In his recent State of the Union Address, President Obama outlined his plan to simplify the tax code and make it more fair. His approach to simplification and fairness targets tax laws he perceives as benefiting high-income taxpayers he calls “loopholes.”
One of the “loopholes” the President refers to is a “trust fund loophole.” Currently, when property passes through an estate, it receives a step-up in basis, since it is taxable to the decedent’s estate. Consider the following example: an individual leaves stock worth $50 million to an heir. When the stock was originally purchased, it cost $10 million. Upon the individual’s death, the stock is subject to the estate tax and its basis is stepped-up to $50 million. The beneficiary will not incur an income tax if he/she decides to immediately sell these shares. The $40 million increase in the value of the stock, from the time of original purchase until the death of the individual, will never be subject to capital gains tax due to the stepped-up basis.

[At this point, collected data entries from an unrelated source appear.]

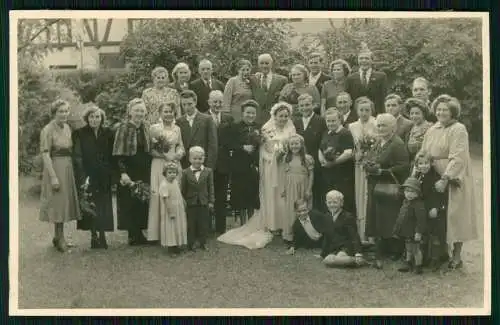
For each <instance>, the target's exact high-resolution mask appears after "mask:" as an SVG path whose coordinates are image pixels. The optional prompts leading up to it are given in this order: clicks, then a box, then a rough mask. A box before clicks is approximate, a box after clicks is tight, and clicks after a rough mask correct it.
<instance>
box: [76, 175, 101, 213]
mask: <svg viewBox="0 0 500 325" xmlns="http://www.w3.org/2000/svg"><path fill="white" fill-rule="evenodd" d="M80 190H81V194H80V202H79V203H80V209H81V210H82V213H83V214H84V215H85V216H86V217H88V218H90V219H94V218H97V211H96V205H95V203H94V200H93V197H92V192H91V191H90V189H89V178H88V177H87V179H86V180H85V183H84V184H83V185H82V186H81V187H80Z"/></svg>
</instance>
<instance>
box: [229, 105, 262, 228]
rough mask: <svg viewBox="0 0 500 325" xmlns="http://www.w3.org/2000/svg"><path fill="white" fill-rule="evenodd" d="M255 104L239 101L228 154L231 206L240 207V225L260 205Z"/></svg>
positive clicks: (234, 208)
mask: <svg viewBox="0 0 500 325" xmlns="http://www.w3.org/2000/svg"><path fill="white" fill-rule="evenodd" d="M258 110H259V104H258V103H257V102H256V101H254V100H252V99H249V100H247V101H245V102H243V103H242V105H241V111H242V120H241V121H240V122H238V123H237V124H235V125H234V127H233V130H232V134H233V141H232V150H233V154H232V157H231V165H232V176H231V207H232V208H233V209H234V210H238V211H240V217H241V224H242V225H243V224H244V223H245V222H246V221H247V220H248V218H249V217H251V216H252V215H253V212H254V210H255V209H258V208H259V207H260V204H259V203H260V202H259V170H258V167H259V142H260V125H258V124H257V123H256V122H255V118H256V117H257V111H258Z"/></svg>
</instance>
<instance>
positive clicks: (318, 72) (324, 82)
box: [307, 52, 331, 114]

The President’s proposal would change the law or close this loophole by taxing the fair market value of capital gains, whether the stock is sold or retained.
It is important to keep in mind that President Obama’s proposal would not eliminate the current estate tax. For the tax year 2015, the estate tax exclusion amount is $5.43 million, and the top estate tax rate is 40%. Accordingly, the combined federal estate and capital gains tax could be 68%.

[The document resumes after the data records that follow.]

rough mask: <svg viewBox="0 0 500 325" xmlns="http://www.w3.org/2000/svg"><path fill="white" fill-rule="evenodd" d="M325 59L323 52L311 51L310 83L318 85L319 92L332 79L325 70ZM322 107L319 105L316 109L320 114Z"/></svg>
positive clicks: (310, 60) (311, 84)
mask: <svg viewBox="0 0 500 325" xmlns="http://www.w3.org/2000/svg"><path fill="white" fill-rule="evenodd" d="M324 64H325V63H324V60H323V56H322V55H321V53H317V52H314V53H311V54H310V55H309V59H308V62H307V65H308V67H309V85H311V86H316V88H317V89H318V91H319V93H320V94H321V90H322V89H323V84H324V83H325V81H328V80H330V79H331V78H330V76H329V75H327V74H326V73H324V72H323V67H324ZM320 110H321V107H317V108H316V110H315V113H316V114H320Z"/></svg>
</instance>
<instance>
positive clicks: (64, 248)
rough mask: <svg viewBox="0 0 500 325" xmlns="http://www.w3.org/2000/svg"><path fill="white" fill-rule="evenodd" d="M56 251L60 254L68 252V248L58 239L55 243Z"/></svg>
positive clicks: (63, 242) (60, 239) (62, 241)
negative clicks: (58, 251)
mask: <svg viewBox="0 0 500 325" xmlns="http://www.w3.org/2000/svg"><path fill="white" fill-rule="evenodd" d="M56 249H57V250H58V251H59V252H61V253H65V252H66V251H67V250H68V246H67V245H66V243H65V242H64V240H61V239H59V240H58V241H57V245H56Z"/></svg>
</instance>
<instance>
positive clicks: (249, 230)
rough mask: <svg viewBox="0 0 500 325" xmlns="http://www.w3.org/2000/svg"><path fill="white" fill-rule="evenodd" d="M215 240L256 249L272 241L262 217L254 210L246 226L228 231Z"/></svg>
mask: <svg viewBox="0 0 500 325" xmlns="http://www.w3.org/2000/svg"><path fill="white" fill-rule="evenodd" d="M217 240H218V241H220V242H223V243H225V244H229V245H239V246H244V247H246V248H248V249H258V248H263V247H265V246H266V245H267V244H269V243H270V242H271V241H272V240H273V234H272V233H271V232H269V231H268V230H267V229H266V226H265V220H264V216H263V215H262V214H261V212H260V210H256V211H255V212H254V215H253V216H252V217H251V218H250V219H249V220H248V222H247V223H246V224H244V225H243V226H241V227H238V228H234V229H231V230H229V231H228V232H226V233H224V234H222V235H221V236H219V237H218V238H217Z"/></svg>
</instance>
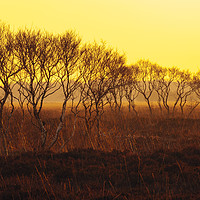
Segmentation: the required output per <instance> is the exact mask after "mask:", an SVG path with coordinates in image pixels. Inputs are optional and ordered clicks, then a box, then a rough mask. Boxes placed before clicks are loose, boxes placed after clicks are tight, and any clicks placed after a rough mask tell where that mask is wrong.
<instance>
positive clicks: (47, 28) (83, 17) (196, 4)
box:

President Obama’s proposal protects middle-class and small businesses: for couples, no tax would be due until the death of the second spouse, and capital assets of up to $200,000 per couple ($100,000 per individual) could still be bequeathed free of tax.

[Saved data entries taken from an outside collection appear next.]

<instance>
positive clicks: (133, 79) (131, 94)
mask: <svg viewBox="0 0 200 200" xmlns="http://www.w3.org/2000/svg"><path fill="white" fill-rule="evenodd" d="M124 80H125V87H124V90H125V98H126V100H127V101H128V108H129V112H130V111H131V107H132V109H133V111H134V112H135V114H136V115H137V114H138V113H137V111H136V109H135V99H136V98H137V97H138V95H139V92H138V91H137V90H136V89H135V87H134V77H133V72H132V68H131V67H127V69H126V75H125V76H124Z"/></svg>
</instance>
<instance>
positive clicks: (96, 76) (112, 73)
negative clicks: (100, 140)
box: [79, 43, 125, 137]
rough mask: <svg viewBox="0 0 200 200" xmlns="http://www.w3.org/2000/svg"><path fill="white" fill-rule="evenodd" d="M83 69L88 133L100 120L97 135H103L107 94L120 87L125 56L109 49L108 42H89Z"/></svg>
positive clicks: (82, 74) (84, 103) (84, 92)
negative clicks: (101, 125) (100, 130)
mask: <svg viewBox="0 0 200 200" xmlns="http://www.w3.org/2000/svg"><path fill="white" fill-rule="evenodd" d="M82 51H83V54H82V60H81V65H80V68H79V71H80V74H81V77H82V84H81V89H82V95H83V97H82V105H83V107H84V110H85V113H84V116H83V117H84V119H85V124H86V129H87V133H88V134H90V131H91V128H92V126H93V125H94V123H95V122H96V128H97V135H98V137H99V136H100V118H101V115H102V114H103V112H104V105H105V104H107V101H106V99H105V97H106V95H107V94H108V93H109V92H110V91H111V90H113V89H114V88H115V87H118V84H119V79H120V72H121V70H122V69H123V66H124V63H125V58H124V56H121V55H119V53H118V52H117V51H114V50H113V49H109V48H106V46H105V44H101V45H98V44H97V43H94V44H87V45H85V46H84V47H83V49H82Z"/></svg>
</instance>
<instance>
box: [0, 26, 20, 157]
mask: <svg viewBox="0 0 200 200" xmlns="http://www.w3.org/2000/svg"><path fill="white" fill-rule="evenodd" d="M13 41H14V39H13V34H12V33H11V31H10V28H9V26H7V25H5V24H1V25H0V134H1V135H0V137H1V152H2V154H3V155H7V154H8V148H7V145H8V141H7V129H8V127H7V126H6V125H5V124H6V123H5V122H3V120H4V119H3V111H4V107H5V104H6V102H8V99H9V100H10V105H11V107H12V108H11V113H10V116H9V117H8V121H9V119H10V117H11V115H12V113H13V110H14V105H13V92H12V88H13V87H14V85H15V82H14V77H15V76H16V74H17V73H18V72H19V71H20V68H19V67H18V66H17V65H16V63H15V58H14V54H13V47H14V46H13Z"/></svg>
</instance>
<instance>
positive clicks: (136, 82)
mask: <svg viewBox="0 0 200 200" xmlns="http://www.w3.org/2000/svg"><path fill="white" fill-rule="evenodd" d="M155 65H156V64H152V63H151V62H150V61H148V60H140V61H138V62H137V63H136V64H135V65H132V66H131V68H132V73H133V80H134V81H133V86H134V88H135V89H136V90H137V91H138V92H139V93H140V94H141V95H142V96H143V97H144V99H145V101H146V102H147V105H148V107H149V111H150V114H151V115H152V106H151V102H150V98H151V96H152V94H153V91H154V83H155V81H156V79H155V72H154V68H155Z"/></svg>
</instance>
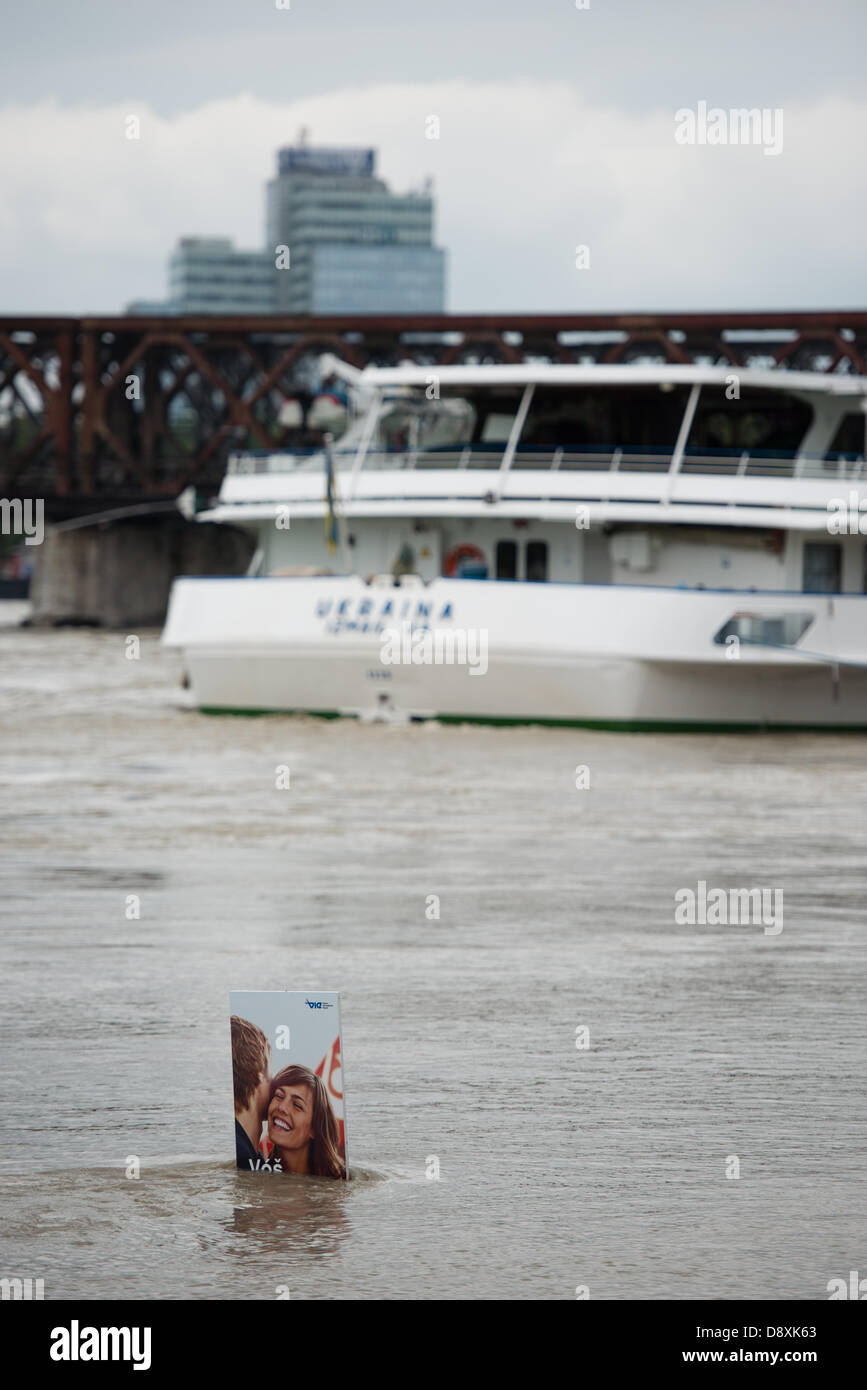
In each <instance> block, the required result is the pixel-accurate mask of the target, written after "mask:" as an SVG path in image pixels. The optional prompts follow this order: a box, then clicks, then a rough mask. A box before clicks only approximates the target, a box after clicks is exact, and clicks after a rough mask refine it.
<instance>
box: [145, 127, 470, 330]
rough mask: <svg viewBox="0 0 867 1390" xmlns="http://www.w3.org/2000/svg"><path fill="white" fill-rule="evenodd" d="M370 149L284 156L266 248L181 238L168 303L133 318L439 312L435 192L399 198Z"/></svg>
mask: <svg viewBox="0 0 867 1390" xmlns="http://www.w3.org/2000/svg"><path fill="white" fill-rule="evenodd" d="M375 163H377V152H375V150H372V149H310V147H308V146H307V145H304V143H299V145H296V146H289V147H286V149H282V150H279V152H278V172H276V178H274V179H272V181H271V182H270V183H268V186H267V245H265V249H264V250H238V249H236V247H235V246H233V243H232V242H231V240H229V239H228V238H225V236H183V238H181V240H179V242H178V245H176V246H175V249H174V252H172V254H171V257H170V263H168V279H170V285H168V297H167V299H165V300H164V302H154V300H135V302H133V303H131V304H128V306H126V313H129V314H274V313H276V314H340V313H352V314H388V313H392V314H424V313H432V314H440V313H445V303H446V254H445V252H443V250H442V249H440V247H438V246H435V245H433V196H432V193H431V190H429V188H425V189H424V190H422V192H415V193H392V192H389V189H388V185H386V183H385V182H383V181H382V179H381V178H378V177H377V172H375Z"/></svg>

The Tax Policy Center’s present statistics indicate that capital gain benefits impact taxpayers with very high incomes. The wealthy may be better able to hold on to their assets until death. In contrast, middle-class families may be forced to spend down their assets during their lifetime, which means that they had to pay tax on capital gains.
In addition, lifetime gifts of appreciated assets would be treated as taxable events. Under current law, no capital gains tax is due until the donee actually sells the gifted property (which could happen many years after the gift). The basis of the gifted property is the same as it was in the hands of the donor. Thus, if a donor, during his/her lifetime, gives a donee stock worth $14,000 that was acquired for $2,000, the donee pays the capital gains tax when the stock is sold. Under the President’s plan, this gifting of appreciated assets would trigger the taxation of the unrealized gain at the time of the gift. The proposal does not say who would be responsible for the payment of the tax, the donor or the recipient.
Finally, the President proposes to raise the top capital gains and dividend tax for higher-income earners to 28%.
The President’s proposal would bring a substantial tax increase for the wealthy. In fact, the White House projects that 99% of the impact of the President’s capital gains reform proposal would be on the top 1% of the wealthy. Most commentators suggest that the proposal is likely to be dismissed by Congress.